Friday, February 22, 2008

Hillside Farm with Birches

EDWARD STEICHEN: "The photographer establishes a relationship, an intimate relationship between himself and whatever he is photographing whether it's a can of beans, a landscape, or Greta Garbo."
MINOR WHITE: "Be still with yourself until the object of your attention affirms your presence."

PHOTOGRAPHER'S DIARY: There are times when an image seems to grab me from the corner of my eye and I know I have to shoot it. Certainly it shouldn't have happened just at this moment. A few moments earlier I had abandoned a good shot as hopeless. Not only had the snow become merciless, but my car was parked smack at the climax of the image.

It's sometimes difficult to find the space where pictures start to happen, nor can I quite say what happens when I enter that space. Until then the elements of the landscape are parts to a jigsaw puzzle that won't go together. Then suddenly ideas are plentiful; every prospect suggests multiple gestalts. I had climbed the hill with the intention of leaving, but once at the car, the landscape was so suddenly rearranged that new compositions were everywhere. Every shot had to be quick - aimed, focused, and shot in an instant in order to get the lens cap back on before it got wet, but I knew I was already in motion toward moving the car and returning to the bottom of the hill to find the good angle again.
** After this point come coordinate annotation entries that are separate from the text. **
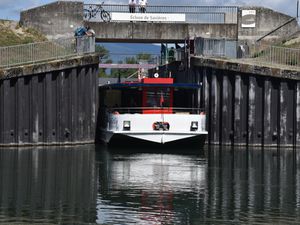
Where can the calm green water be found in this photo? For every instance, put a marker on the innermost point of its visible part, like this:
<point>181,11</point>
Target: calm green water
<point>93,185</point>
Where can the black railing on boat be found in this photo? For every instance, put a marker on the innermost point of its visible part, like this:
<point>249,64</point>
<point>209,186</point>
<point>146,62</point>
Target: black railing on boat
<point>173,110</point>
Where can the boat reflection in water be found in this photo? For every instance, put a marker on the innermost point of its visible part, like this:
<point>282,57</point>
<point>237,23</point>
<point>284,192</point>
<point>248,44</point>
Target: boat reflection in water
<point>54,185</point>
<point>147,188</point>
<point>78,185</point>
<point>228,185</point>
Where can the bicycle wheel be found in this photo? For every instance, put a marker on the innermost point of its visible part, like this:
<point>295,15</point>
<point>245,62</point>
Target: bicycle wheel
<point>86,14</point>
<point>105,16</point>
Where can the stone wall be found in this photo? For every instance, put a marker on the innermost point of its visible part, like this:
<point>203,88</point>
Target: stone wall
<point>57,19</point>
<point>52,103</point>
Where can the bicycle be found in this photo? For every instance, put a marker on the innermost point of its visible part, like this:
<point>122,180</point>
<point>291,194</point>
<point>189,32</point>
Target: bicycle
<point>93,10</point>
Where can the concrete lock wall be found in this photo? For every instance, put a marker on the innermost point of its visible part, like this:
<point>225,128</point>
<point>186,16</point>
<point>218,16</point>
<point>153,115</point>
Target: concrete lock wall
<point>56,19</point>
<point>266,20</point>
<point>55,105</point>
<point>255,108</point>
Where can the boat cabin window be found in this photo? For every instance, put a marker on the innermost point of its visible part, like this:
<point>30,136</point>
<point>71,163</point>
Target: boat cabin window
<point>157,97</point>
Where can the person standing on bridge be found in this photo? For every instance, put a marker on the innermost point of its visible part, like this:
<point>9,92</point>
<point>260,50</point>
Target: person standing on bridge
<point>132,4</point>
<point>142,5</point>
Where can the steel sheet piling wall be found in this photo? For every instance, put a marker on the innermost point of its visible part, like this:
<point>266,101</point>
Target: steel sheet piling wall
<point>57,107</point>
<point>250,109</point>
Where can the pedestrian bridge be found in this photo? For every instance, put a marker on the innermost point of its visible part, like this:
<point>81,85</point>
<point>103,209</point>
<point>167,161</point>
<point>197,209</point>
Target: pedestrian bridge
<point>114,23</point>
<point>160,23</point>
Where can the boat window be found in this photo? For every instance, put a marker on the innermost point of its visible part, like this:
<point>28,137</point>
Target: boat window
<point>157,97</point>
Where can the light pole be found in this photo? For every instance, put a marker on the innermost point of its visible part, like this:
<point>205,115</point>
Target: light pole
<point>297,9</point>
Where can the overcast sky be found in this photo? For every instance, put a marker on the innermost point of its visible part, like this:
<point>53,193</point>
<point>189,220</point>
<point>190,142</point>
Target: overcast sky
<point>10,9</point>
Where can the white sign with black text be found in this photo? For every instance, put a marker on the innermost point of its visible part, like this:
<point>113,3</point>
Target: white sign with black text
<point>148,17</point>
<point>248,18</point>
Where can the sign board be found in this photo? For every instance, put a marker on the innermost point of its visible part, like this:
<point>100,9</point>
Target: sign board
<point>248,18</point>
<point>148,17</point>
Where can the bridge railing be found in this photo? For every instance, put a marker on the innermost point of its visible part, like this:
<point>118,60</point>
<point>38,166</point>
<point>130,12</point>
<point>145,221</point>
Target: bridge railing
<point>45,51</point>
<point>193,14</point>
<point>258,53</point>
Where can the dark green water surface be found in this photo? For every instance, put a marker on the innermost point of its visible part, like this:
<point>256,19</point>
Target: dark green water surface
<point>96,185</point>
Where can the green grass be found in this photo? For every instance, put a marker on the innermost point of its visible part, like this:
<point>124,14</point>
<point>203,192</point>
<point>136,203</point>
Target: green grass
<point>13,34</point>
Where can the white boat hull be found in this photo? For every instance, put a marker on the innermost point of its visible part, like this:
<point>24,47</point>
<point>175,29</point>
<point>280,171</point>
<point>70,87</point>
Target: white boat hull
<point>141,127</point>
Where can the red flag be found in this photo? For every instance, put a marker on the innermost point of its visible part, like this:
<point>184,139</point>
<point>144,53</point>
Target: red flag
<point>161,100</point>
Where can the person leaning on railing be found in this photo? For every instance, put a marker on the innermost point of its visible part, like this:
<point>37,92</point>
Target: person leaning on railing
<point>132,4</point>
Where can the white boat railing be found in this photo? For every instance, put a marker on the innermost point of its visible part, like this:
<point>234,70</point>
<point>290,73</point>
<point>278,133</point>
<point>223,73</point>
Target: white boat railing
<point>173,110</point>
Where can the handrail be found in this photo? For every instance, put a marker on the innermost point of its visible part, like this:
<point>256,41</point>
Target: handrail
<point>174,110</point>
<point>194,14</point>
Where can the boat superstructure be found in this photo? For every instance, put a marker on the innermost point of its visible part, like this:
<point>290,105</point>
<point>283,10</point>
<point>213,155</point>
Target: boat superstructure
<point>147,110</point>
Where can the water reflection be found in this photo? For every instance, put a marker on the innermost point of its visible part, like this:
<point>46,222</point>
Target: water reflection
<point>149,187</point>
<point>223,186</point>
<point>47,185</point>
<point>78,185</point>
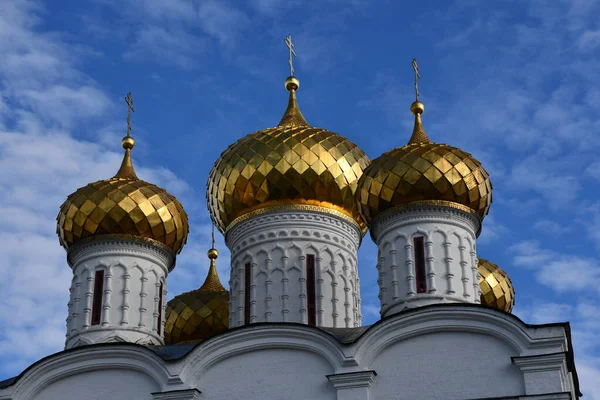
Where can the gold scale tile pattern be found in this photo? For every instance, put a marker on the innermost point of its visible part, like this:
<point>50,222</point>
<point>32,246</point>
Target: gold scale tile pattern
<point>292,163</point>
<point>496,287</point>
<point>122,206</point>
<point>196,316</point>
<point>423,171</point>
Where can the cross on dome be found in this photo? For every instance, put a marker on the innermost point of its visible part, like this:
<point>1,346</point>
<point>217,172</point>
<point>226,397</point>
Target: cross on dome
<point>290,45</point>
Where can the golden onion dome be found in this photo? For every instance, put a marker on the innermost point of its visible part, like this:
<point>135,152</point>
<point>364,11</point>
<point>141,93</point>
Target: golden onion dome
<point>123,205</point>
<point>290,164</point>
<point>496,287</point>
<point>424,172</point>
<point>201,313</point>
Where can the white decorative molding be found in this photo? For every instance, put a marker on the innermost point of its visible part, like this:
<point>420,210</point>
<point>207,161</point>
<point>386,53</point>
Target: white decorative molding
<point>275,244</point>
<point>133,271</point>
<point>545,373</point>
<point>538,354</point>
<point>183,394</point>
<point>448,236</point>
<point>351,380</point>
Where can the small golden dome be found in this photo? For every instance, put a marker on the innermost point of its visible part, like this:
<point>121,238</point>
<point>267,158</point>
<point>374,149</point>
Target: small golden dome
<point>423,171</point>
<point>293,163</point>
<point>201,313</point>
<point>496,288</point>
<point>123,204</point>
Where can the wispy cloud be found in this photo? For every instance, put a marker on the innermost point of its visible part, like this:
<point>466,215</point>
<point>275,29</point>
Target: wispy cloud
<point>44,93</point>
<point>562,272</point>
<point>167,46</point>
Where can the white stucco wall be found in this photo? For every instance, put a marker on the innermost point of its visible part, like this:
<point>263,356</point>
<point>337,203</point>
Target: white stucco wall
<point>446,366</point>
<point>114,384</point>
<point>450,257</point>
<point>438,352</point>
<point>269,374</point>
<point>133,272</point>
<point>276,244</point>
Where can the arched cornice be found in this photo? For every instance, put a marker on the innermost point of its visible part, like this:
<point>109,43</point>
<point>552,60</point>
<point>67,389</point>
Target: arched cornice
<point>262,336</point>
<point>91,358</point>
<point>524,339</point>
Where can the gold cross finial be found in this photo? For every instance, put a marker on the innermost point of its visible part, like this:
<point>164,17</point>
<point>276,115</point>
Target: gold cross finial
<point>213,237</point>
<point>130,108</point>
<point>417,76</point>
<point>290,45</point>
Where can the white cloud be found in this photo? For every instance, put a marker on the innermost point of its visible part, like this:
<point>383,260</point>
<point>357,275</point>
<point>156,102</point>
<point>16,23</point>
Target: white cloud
<point>42,163</point>
<point>560,271</point>
<point>552,228</point>
<point>166,46</point>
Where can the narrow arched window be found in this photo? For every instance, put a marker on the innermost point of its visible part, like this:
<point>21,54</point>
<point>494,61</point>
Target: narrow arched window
<point>247,283</point>
<point>97,297</point>
<point>159,327</point>
<point>420,273</point>
<point>311,298</point>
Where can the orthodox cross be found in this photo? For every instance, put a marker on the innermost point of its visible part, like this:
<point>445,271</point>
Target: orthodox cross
<point>130,108</point>
<point>290,45</point>
<point>213,236</point>
<point>417,76</point>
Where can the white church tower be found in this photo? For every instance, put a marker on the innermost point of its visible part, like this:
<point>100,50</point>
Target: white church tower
<point>425,203</point>
<point>121,235</point>
<point>284,198</point>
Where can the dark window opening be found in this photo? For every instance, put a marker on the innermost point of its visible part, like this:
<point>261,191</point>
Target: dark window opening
<point>97,296</point>
<point>420,265</point>
<point>311,297</point>
<point>159,309</point>
<point>248,277</point>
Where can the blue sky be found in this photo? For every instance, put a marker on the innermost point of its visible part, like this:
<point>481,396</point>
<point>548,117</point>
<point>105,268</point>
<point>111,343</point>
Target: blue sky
<point>515,83</point>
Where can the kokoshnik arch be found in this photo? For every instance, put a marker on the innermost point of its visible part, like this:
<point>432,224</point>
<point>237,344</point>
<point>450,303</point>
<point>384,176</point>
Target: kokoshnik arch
<point>294,202</point>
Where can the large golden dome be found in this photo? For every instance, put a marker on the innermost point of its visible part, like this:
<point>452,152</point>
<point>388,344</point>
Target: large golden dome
<point>292,163</point>
<point>496,287</point>
<point>423,171</point>
<point>201,313</point>
<point>125,205</point>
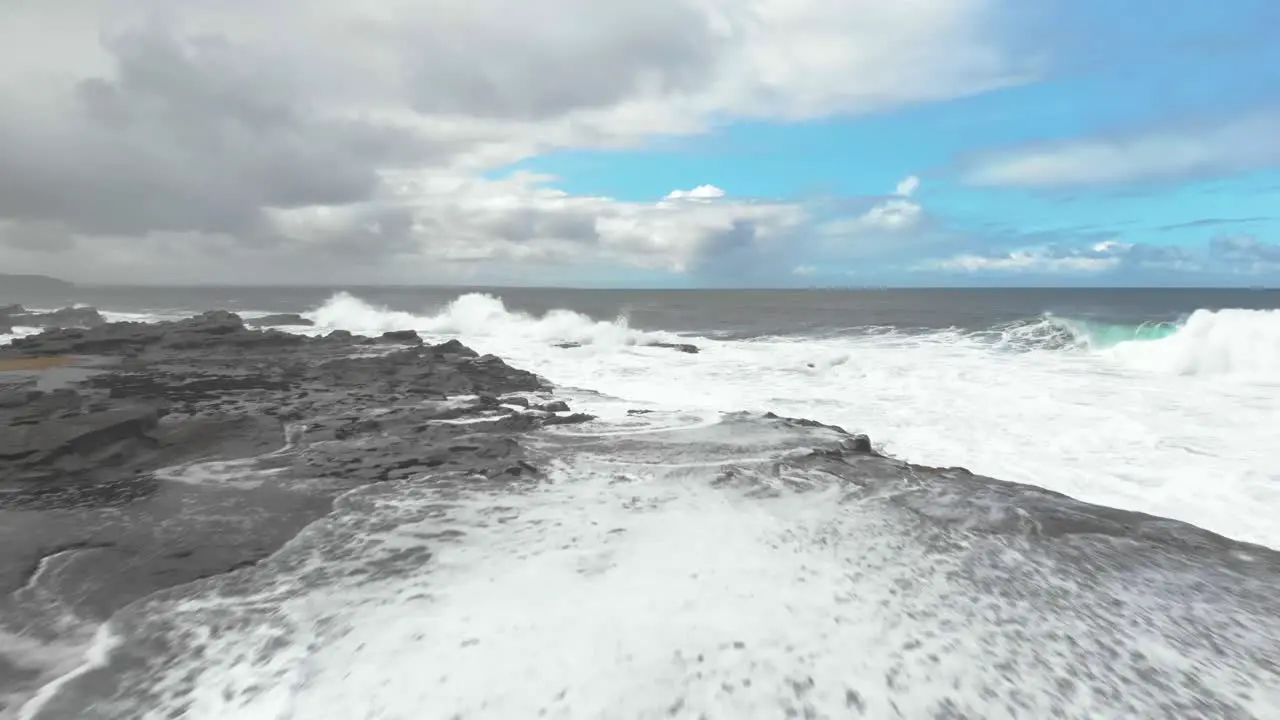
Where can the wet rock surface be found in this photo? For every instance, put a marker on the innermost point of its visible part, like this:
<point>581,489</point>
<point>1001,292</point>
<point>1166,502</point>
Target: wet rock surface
<point>17,315</point>
<point>279,320</point>
<point>129,474</point>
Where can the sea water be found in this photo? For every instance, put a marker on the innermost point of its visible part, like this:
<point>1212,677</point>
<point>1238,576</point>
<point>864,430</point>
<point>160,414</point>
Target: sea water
<point>632,586</point>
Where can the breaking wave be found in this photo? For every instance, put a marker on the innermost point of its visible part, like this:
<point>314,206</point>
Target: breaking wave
<point>483,315</point>
<point>1207,342</point>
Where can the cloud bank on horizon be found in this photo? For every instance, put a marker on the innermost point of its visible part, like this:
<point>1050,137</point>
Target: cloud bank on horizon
<point>617,142</point>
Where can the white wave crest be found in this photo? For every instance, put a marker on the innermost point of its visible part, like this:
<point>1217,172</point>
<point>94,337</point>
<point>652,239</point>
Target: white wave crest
<point>479,315</point>
<point>1212,342</point>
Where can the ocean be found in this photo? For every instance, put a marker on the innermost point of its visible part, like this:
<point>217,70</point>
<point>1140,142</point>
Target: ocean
<point>1160,401</point>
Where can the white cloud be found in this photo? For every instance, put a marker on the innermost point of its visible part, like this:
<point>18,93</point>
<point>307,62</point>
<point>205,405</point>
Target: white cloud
<point>1024,260</point>
<point>892,215</point>
<point>702,192</point>
<point>1096,258</point>
<point>328,140</point>
<point>1157,155</point>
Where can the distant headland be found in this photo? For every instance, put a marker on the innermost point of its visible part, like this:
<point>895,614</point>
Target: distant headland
<point>31,285</point>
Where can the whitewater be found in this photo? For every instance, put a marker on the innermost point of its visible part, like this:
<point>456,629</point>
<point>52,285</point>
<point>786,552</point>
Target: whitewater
<point>691,557</point>
<point>1178,422</point>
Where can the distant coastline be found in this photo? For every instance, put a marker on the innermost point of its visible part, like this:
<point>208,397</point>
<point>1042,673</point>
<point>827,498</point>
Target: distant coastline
<point>26,285</point>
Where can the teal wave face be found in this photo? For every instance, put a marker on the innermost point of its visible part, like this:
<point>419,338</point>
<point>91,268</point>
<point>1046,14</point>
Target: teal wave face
<point>1101,336</point>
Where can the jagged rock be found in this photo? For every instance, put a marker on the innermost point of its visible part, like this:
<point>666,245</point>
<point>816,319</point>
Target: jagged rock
<point>677,346</point>
<point>567,419</point>
<point>280,320</point>
<point>401,337</point>
<point>453,347</point>
<point>16,315</point>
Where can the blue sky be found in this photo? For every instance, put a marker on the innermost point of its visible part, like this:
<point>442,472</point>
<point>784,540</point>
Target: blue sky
<point>1146,132</point>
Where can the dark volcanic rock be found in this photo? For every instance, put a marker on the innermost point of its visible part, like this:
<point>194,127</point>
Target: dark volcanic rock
<point>16,315</point>
<point>401,337</point>
<point>178,401</point>
<point>677,346</point>
<point>280,320</point>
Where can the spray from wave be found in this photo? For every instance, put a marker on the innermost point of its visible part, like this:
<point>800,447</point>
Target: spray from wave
<point>1207,342</point>
<point>484,315</point>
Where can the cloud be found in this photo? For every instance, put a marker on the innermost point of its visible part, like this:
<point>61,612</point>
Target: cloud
<point>144,139</point>
<point>1246,253</point>
<point>702,192</point>
<point>439,231</point>
<point>1169,154</point>
<point>890,215</point>
<point>1055,259</point>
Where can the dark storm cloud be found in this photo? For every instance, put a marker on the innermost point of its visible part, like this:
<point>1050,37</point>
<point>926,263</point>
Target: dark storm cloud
<point>191,135</point>
<point>539,65</point>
And so there's no good reason why this shot should have grabbed just as I started the trek back down. I was in motion to a new site for one final shot. The snow was at its worst. I'd been shooting for 4 hours with good results. No good reason! I was looking the other way, but suddenly, there at my left ear were these birches and this oddly proportioned barn and so many wonderful textures. It probably shouldn't work at all with the barns just sitting there right in the middle, but it insisted on having its picture taken. I snapped two images and the memory card was filled.


Julie at Virtual Voyage said...

Ted - this is a shot taken while it was snowing? - very effective; I've just enlarged it for a closer look. Find the log barrier on the previous photo sets it off dramatically - can see a completely open foreground would have lost the contrast and impact of the trees. Good variation.

Ted Roth said...

Yes, the photo was taken in fairly heavy snow. I've been experimenting with different shutter speeds, but as I've had trouble estimating how fast the snow is falling/blowing I've been unable to get consistent results. In any case, the snow was falling so fast that I couldn't even take much time to aim or the lens would have been wet.

The orchard shot was taken long after the previous snow fall. Thanks for for stopping by and commenting.

Dick said...

Hi Ted

I didn't read your text, only looked at the picture. It's beautiful.

Ted Roth said...

Hi Dick - No need to worry about my English text. However, your own English seems excellent. Thanks for your comment on the photograph.